POURQUOI LES MALIENS ONT RAISON D'AVOIR PEUR

 

GAO - NORD DU MALI.jpg

 Ville de Gao, nord du Mali, le 10 septembre 2012. REUTERS


Une intervention militaire dans le nord du Mali pourrait avoir des conséquences catastrophiques pour ce pays.

 

Le «Malian bashing» est à la mode dans le petit cercle des commentateurs de l’actualité africaine. Si on n’écoutait que certains d’entre eux, on se convaincrait assez rapidement que le seul et unique problème du Mali est sa classe politique irresponsable, bien décidée à se battre jusqu’à la dernière goutte de sang pour des lambeaux de pouvoir. Ou alors que la malédiction de ce pays est son armée, qui refuse de verser son sang pour Tombouctou ou pour Kidal, mais qui s’arc-boute sur son orgueil outragé quand les âmes vertueuses de la communauté internationale veulent venir mettre de l’ordre là où il y a le chaos.

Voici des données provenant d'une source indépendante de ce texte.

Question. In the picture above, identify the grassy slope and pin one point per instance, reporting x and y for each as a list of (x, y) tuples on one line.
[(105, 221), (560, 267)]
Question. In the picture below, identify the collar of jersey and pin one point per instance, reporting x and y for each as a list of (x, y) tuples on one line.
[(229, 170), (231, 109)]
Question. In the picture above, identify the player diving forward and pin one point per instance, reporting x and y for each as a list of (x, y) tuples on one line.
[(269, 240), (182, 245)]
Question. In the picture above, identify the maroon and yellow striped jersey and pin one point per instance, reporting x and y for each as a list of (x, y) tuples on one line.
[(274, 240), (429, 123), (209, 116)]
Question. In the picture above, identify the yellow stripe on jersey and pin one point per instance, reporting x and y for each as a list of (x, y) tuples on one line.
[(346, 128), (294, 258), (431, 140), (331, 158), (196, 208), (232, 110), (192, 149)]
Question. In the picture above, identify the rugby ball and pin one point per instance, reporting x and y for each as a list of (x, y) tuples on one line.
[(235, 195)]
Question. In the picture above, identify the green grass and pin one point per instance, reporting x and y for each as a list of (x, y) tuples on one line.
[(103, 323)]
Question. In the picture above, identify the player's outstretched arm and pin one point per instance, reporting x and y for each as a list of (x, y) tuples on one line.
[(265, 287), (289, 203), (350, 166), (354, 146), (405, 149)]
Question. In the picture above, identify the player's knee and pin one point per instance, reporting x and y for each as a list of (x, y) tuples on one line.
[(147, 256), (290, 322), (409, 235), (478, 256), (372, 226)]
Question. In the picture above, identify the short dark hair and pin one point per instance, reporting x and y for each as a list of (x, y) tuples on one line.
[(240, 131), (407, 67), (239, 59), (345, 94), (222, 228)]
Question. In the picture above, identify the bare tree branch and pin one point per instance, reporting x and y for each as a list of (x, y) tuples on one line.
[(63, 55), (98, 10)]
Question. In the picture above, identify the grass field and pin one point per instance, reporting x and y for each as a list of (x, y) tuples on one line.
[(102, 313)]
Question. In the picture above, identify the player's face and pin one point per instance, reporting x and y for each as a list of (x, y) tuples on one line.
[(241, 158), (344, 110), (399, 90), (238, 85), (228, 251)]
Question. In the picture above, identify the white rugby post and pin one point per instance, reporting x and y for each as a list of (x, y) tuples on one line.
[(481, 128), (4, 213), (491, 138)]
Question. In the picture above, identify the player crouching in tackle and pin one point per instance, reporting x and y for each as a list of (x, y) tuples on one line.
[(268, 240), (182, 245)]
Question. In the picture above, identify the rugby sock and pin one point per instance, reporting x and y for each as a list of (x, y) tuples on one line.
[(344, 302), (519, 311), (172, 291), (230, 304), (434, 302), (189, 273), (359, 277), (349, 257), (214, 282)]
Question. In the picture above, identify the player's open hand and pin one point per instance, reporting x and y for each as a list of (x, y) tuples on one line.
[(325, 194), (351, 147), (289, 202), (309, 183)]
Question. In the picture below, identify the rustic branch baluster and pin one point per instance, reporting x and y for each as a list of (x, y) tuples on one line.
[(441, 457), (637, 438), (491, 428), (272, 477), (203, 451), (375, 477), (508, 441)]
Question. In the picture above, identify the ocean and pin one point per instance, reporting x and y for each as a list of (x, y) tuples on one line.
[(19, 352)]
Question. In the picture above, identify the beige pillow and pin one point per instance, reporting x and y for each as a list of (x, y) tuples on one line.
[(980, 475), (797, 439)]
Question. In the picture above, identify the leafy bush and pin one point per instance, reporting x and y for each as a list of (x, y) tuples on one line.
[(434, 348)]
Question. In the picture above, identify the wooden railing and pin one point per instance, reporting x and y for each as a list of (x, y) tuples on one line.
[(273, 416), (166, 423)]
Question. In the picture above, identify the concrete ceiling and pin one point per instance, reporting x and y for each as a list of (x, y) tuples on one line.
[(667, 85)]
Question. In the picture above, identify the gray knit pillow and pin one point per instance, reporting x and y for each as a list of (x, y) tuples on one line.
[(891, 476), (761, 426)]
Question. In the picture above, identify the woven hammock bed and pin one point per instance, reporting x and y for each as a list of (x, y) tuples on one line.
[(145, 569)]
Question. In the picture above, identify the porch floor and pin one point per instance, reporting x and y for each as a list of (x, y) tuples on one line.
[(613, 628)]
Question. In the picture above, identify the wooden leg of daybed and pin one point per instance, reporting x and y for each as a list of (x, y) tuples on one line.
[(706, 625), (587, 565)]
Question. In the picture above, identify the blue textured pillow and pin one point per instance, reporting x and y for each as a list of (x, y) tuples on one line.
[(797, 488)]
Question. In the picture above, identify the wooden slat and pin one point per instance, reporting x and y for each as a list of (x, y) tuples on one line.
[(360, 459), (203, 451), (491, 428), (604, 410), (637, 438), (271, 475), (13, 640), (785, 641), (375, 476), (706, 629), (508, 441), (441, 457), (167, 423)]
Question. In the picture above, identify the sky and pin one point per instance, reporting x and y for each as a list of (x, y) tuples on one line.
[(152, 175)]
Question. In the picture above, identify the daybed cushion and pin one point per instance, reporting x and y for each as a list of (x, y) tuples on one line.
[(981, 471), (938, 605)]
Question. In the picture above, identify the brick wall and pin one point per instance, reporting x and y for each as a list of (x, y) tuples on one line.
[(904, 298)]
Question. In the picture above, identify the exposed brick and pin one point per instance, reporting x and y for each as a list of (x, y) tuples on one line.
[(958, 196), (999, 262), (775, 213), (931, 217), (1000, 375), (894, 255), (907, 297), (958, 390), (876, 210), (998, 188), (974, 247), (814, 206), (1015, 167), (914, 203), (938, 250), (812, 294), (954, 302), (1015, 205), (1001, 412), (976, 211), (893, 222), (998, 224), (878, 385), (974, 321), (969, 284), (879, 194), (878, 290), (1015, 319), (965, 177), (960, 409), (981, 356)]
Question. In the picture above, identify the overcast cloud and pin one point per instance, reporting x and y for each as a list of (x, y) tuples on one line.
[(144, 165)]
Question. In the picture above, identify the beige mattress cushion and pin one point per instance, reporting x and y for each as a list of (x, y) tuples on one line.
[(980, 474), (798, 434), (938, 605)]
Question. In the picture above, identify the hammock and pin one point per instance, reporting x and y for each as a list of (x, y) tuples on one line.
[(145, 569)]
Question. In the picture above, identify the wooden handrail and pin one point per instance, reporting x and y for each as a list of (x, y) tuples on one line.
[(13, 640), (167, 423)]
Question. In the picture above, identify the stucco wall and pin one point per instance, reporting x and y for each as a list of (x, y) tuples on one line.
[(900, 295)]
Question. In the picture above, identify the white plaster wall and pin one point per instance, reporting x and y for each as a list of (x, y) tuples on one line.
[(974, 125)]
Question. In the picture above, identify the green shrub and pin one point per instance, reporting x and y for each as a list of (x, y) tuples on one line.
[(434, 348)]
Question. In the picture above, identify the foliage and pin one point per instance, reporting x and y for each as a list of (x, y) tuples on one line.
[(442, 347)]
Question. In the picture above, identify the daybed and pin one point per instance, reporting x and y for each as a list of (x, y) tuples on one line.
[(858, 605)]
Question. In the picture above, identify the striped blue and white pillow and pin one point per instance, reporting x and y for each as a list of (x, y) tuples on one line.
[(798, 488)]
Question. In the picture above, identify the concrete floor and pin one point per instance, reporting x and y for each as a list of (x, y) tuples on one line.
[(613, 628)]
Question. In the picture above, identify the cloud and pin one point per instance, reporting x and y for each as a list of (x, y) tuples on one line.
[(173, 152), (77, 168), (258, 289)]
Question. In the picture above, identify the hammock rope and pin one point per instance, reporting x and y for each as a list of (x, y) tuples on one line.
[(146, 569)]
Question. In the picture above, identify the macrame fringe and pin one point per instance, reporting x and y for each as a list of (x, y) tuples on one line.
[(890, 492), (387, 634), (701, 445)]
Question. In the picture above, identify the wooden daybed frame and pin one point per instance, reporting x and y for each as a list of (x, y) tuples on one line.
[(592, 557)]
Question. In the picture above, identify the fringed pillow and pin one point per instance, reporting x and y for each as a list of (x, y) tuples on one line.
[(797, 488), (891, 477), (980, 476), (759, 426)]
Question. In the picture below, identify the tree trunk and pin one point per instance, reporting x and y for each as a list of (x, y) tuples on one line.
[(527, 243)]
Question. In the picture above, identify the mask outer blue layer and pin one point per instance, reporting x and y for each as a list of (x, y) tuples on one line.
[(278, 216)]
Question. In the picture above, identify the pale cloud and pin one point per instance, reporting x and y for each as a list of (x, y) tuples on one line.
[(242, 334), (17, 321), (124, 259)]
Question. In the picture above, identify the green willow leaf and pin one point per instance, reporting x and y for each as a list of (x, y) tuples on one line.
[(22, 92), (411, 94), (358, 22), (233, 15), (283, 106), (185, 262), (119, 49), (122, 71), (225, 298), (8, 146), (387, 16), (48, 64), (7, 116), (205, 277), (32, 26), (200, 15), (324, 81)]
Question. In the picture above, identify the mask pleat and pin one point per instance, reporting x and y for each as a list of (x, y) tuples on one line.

Cette façon de voir les choses a «l’avantage» d’éluder une question fondamentale: le scepticisme profond d’une grande partie de l’opinion publique malienne quant à la capacité et à la volonté des pays de la Communauté économique des Etats de l’Afrique de l’Ouest (CEDEAO), de la France et plus globalement la communauté internationale, d’aider sincèrement le pays sinistré de Soundjata à se tenir de nouveau sur ses deux jambes. De nombreux Maliens se méfient, et ils ont des raisons de se méfier.

Raison numéro un: la sécession du Nord-Mali a d’abord été une perspective acceptable pour la France

Souvenons-nous. Tant que c’était le Mouvement national de libération de l’Azawad (MNLA, estampillé laïc) qui faisait la conquête du Nord du pays et y installait sa loi, tout ce que Paris compte d’officiels, d’analystes et de brillants rhéteurs considérait qu’il n’y avait pas de solution militaire à la crise malienne.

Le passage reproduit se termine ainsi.